All around, 2020 lessons learned are fueling improvements in this new year. Record-setting speed of medical innovation delivered multiple COVID-19 vaccines in less than a year. Schools that sat dormant for nine-months are better equipped to safely welcome students back for in-person learning. Fulfillment professionals also made great strides in 2020, driven by necessity, and many lessons can be applied in the year ahead to keep customers happy and operations on track.
Whether shipping COVID-19 vaccines, test kits or ventilators; office supplies; clothing; or groceries, some shippers rode thorough preparedness to a competitive advantage in 2020. Others adjusted throughout the year to improve or struggled mightily to the end.
Fundamental shifts of e-commerce and consumer behavior took shape in 2020 and presented new and unprecedented challenges. Parcel shipping volume skyrocketed. Retailers, manufacturers and others welcomed new e-commerce customers, sold new types of products, and fulfilled more direct and online orders. These shifts led more fulfillment teams to identify and embrace emerging best practices as part of their 2021 planning. The savviest even used Q2 2020 to fine-tune or overhaul processes ahead of a peak season unlike any other. They prioritized e-commerce customer service and satisfaction. They studied the value of getting inventory closer to customers. They diversified fulfillment procedures to deconsolidate risk.
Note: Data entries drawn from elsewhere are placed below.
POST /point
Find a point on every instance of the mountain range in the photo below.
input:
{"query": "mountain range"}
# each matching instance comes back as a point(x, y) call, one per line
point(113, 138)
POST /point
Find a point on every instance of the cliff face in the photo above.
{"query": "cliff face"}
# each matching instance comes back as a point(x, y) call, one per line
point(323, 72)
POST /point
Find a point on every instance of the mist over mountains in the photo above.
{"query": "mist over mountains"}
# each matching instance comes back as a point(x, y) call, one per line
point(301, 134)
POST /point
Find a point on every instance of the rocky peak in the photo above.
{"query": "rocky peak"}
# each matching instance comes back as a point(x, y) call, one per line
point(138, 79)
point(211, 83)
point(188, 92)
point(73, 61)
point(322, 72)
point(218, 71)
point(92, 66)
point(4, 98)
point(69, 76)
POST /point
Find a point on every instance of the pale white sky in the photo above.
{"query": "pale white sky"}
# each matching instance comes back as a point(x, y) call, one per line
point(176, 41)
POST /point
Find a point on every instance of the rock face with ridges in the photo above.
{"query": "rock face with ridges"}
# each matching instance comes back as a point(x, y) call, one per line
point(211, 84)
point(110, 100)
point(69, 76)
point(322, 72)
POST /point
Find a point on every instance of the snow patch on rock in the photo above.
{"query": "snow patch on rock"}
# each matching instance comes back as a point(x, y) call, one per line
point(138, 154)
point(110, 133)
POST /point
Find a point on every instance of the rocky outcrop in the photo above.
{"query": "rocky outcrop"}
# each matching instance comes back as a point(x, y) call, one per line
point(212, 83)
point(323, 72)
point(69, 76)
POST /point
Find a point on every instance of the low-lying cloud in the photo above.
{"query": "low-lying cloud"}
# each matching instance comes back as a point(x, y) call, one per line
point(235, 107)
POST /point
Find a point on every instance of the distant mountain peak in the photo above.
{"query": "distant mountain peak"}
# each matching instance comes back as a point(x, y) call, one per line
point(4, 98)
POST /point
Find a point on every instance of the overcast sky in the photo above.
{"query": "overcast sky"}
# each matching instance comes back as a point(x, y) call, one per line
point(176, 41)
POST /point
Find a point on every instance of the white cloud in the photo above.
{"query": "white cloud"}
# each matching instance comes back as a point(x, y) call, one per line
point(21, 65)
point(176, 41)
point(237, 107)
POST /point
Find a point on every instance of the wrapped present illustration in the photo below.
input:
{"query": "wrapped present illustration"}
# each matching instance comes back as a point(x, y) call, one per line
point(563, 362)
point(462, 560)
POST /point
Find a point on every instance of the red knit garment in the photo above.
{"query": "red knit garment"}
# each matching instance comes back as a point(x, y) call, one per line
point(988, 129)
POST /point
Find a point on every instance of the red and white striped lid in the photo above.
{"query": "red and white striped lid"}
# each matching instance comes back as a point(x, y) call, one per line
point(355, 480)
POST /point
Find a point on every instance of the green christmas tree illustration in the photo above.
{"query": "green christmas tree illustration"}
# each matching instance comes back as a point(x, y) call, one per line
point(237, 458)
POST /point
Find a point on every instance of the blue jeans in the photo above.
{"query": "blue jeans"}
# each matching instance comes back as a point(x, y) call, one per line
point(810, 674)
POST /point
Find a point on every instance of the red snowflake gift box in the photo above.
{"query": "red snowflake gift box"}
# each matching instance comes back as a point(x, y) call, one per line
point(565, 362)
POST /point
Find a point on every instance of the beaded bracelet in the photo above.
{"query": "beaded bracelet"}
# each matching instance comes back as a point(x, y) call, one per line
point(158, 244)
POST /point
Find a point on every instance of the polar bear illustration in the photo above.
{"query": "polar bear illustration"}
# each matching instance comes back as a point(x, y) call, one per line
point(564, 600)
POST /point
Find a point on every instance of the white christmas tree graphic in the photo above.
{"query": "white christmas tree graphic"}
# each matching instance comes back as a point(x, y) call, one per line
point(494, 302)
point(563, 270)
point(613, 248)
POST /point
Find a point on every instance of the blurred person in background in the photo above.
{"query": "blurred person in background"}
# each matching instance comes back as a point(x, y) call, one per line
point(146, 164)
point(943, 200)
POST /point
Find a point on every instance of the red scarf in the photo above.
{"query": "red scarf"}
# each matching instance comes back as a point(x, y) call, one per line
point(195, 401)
Those with competitive advantages embraced them more than ever.
Visible symptoms of a stressed supply chain
Symptoms of a stressed supply chain persist. Carrier rates are up and climbing, even at the USPS, and carrier capacity limitations crippled some of the largest merchants who did not prepare for them. Critical cargo to treat COVID-19 rightfully gets prioritized by carriers, with vaccines, treatments and equipment saturating carrier capacity in the United States and abroad. With e-commerce soaring, retailers are moving and processing what many project will be a record-breaking volume of returns.
Leveraging every competitive strength remains critical in 2021, when any one of these trends can wreak havoc on an unprepared shipper.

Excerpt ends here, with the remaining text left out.